First I made a purée of pears adding just a little sugar, a cup of pear juice (admittedly not local, but bought from the lovely and very local shop, D'Vine, a Syrian grocery around the corner), and a quarter cup of water. Then I separated the eggs, saving six yolks for the crème anglaise. Since I didn't have a vanilla bean I ground up some of the cardamom pods I brought back from Morocco and added them to the mix. This is the first time I've made crème anglaise, and I have to say, it went off without a hitch! You heat the cream without bringing it to a boil, pour a little into the yolks (whisking the yolks all the while), then pour your mixture back into the remaining cream. If your heat isn't too high and you continue to stir, you will get a lovely, thick sauce. In the end, the pear purée was added to the crème, and then into the fridge my batter went to chill for a mere four hours.

By midnight the ice cream maker was churning away, transforming my first triumph of the evening into the second: real deal, no two ways about it, nothing fat free in sight, ice cream.

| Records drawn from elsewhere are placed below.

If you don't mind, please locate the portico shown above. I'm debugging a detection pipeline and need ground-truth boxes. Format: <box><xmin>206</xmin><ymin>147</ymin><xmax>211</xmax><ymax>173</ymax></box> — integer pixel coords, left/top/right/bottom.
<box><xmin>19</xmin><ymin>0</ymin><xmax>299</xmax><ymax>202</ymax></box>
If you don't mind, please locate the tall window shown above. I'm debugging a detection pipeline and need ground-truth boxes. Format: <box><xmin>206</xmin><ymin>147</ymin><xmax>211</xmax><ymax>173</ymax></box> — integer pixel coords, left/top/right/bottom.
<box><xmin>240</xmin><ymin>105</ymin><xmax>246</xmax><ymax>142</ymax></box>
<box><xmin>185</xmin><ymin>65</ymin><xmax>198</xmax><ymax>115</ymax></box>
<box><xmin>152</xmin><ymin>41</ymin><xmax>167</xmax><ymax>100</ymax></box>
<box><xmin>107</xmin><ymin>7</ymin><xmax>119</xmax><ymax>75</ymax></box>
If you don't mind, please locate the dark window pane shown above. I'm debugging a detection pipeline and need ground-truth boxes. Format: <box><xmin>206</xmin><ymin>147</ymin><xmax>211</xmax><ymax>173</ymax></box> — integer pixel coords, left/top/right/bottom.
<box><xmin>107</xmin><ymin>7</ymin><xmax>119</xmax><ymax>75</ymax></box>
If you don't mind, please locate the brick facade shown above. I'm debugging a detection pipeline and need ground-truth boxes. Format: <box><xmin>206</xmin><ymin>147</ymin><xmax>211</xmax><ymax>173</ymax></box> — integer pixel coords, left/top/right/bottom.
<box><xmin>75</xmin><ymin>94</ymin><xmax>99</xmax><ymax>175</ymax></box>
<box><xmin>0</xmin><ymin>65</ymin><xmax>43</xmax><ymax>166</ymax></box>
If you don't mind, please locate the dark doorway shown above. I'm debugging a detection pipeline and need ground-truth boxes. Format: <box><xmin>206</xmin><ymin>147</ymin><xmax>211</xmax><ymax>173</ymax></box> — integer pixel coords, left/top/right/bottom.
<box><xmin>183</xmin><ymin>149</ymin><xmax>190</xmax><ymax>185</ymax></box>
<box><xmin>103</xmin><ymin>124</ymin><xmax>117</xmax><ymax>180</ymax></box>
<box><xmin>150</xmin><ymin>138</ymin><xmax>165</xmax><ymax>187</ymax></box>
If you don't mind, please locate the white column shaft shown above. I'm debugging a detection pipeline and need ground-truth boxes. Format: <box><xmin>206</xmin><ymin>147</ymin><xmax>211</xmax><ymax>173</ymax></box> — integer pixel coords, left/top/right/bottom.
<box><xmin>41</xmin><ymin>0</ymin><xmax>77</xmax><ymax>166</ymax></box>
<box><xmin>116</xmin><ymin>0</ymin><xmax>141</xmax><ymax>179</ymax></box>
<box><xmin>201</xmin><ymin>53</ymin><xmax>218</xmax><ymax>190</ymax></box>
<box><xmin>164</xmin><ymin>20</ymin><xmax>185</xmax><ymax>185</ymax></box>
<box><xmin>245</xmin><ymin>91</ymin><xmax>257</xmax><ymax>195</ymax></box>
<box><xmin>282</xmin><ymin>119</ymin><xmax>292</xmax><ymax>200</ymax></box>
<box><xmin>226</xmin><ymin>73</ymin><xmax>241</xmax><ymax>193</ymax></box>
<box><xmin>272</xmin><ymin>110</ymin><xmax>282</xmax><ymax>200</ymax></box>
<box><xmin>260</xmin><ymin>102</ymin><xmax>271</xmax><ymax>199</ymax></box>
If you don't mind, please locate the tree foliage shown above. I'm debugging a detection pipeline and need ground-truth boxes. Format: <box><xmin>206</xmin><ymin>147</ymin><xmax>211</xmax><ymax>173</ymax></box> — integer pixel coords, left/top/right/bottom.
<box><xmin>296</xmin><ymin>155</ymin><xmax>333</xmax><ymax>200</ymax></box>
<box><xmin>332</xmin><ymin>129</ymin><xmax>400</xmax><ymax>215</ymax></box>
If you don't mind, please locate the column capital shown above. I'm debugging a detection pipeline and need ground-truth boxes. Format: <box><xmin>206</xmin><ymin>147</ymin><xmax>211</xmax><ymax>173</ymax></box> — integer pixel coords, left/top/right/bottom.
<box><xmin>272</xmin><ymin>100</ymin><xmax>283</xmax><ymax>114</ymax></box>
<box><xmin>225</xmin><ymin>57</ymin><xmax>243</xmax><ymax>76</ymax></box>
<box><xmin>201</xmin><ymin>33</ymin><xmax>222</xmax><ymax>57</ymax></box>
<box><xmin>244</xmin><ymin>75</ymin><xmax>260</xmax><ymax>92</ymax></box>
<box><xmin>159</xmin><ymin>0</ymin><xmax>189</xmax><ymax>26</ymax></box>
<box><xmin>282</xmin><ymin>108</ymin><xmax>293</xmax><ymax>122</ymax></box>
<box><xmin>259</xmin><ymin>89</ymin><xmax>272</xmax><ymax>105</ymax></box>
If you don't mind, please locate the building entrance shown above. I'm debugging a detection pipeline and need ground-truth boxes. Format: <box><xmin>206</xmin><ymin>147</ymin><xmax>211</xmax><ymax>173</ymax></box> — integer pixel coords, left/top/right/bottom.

The other day, in a particularly February funk, I decided it was time to take out the last of the raspberries and blackberries I'd frozen in July. The tart and slightly twiggy taste of a raspberry melting in my mouth softened me: I could remember what July feels like-- eventually we'll be there again. For now there are three containers of pear-cardamom bliss in my freezer. I think I'll eat a little bit tomorrow, but when it's too hot to sleep this summer I'll be able to dip into the reserves and recall a chill so fierce outside that it seemed best just to stay in on Saturday night and make ice cream.